Review: A Stranger, Sexier Version of ‘Peter Pan’? It’s Leonard Bernstein’s.

Review: A Stranger, Sexier Version of ‘Peter Pan’? It’s Leonard Bernstein’s.

If there’s traffic on the Taconic State Parkway, head for the second star to the right and fly straight on ’til morning, which should bring you to Bard College’s Fisher Center for the Performing Arts in time for “Peter Pan,” Christopher Alden’s production of J.M. Barrie’s 1904 play, spangled with Leonard Bernstein’s neglected music.

Here we are in Neverland, which is chartreuse, you will find, and dotted, for reasons inexplicable, with potatoes. This single set, designed by Marsha Ginsberg, fizzes with playful menace, suggested most blatantly by a rickety fairground ride. The cars are flying sharks. Childhood, this play suggests, is an unsafe space. Rider beware.

If you know “Peter Pan” only from the 1953 Disney cartoon or the 1954 Broadway musical or the 1955 telecast, all now marred by casual, unapologetic racism, then you will experience this version, which ran on Broadway in 1950, as stranger, sexier, more melancholic. Not quite a musical, it was advertised at the time as a “fantasy with music.” There are eight songs, two reprises, a lot of instrumentals. Though Peter, the boy who would not grow up, might object, I’d argue that it’s a more adult work, ruefully aware that if children don’t grow up, it’s not because they’ve been spirited away to some enchanted isle.

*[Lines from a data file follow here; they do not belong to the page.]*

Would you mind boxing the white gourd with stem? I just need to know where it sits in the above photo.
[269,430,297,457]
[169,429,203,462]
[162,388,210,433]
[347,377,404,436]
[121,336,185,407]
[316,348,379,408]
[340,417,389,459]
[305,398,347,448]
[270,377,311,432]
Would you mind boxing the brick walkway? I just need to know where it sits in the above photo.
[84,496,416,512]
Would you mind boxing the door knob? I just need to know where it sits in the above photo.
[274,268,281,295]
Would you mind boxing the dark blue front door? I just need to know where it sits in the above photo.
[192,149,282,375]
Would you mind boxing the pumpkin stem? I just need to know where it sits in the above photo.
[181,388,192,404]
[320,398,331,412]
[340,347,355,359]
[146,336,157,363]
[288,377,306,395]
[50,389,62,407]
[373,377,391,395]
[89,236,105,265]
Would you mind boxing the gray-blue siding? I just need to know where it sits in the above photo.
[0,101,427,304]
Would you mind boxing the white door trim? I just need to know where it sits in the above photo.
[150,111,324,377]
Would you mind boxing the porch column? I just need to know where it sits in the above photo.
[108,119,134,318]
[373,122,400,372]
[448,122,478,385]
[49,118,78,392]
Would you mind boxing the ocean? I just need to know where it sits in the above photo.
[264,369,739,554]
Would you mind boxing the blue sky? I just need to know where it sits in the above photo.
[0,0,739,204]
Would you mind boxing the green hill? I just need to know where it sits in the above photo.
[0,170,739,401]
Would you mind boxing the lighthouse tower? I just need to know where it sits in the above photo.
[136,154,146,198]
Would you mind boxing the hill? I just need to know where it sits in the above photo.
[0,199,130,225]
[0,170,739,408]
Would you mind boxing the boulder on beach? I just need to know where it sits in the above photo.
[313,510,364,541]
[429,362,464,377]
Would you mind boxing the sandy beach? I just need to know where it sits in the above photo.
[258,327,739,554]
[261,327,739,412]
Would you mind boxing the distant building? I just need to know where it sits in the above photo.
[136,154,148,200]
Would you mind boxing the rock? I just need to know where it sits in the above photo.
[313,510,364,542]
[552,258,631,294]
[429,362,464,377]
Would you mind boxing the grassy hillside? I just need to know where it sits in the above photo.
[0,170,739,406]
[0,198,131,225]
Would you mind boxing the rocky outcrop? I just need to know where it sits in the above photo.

Mr. Alden’s bouncy, mournful, occasionally abstract production seems to use a pirate’s line, “This is queer,” as mischievous inspiration. It takes that Freudian nonsense about homosexuality as developmentally immature and defiantly runs with it. (Flies with it?) Maybe this emphasis on queerness doesn’t work in every scene, but any interpretation that allows the choreographer Jack Ferver to chassé while wearing a disco ball cannot be dismissed.